Whenever I first read about what dialectical materialism is I didn't get it because it's like "that's how thinking works, duh. How else would you do it"? I've always thought that way, to the point that I struggle to think any other way. Idealism always made me extremely frustrated and confused and feel like the people using it had suddenly lost their mind. Even as a kid who didn't know what any of these words meant that is how I felt.

I figured out enough as I grew up, but I'm still not completely comfortable around people who think the way most Americans(and Westerners in general) think.

It may not be the dialectical materialism exactly that people I can more closely relate to believe in, but just the fact that they can think coherently, and consistently think coherently. They won't just accept contradictions without figuring out where they meet. If you point out a contradiction they can talk about it, they don't assume you have some special motivation for asking questions and begin searching for said motivation, ignoring what you said in the process.
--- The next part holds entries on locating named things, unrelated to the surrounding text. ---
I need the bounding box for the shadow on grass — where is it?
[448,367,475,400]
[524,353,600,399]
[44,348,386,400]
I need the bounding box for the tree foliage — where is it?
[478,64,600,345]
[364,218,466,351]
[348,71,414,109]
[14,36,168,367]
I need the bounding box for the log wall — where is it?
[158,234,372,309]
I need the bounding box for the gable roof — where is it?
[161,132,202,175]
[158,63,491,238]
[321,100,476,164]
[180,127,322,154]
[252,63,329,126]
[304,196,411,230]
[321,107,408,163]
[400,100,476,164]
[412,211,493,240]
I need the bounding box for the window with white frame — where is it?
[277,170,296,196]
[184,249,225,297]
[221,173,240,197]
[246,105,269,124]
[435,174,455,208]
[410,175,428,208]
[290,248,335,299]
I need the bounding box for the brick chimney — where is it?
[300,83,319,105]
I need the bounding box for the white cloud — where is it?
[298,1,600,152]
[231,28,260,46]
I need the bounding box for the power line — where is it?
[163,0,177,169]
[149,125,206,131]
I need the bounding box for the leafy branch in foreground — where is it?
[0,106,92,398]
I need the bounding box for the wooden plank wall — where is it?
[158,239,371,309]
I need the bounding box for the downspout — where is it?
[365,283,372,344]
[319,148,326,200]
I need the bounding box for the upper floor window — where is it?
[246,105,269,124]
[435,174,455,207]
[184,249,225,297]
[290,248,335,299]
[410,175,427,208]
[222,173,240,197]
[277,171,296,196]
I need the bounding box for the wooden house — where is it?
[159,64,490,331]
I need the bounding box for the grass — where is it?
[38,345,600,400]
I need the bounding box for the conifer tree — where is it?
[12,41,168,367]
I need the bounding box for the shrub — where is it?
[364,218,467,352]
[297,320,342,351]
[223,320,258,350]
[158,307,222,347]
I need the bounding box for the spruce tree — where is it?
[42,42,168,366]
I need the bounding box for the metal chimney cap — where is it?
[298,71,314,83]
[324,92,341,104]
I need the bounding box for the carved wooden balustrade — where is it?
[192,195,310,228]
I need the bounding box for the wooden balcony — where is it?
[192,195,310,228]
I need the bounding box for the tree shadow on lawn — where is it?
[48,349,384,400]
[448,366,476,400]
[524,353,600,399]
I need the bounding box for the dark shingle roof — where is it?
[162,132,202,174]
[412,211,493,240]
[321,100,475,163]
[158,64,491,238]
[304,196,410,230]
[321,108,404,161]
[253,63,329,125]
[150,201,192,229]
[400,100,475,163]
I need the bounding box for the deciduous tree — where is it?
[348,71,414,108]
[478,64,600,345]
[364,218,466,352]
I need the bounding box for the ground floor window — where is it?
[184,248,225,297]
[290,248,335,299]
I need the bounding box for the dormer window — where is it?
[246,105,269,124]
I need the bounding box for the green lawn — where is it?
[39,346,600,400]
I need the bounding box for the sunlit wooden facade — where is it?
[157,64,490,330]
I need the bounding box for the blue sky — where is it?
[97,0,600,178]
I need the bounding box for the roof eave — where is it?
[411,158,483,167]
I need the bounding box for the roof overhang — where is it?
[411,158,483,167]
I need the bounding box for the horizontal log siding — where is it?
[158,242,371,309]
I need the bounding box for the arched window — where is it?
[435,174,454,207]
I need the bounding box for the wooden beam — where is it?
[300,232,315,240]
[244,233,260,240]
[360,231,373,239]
I have a feeling there is some theory or something somewhere that would give me the vocabulary to talk about this more clearly. I'm struggling to find terms for these concepts.

What's up with that?

  • grisbajskulor [he/him]
    ·
    3 years ago

    Sorry for the late reply

    Yeah I don't disagree, conversations can both change minds and be a learning experience. I just had the absolute worst 'radical' takes only a few years ago and was arrogant, just sucks eventually being a dick about things you're not even sure about. But on that note, my uncle's wayy more open to explictly leftist shit these days, it just took being more open to his POV as well. He's definitely starting to come around to the 'poverty is the root of crime' thing, and in my experience once that sticks it's hard not to come around to a politics around eradicating poverty. We'll probably never agree on everything but still, he's at least somewhat closet lefty now.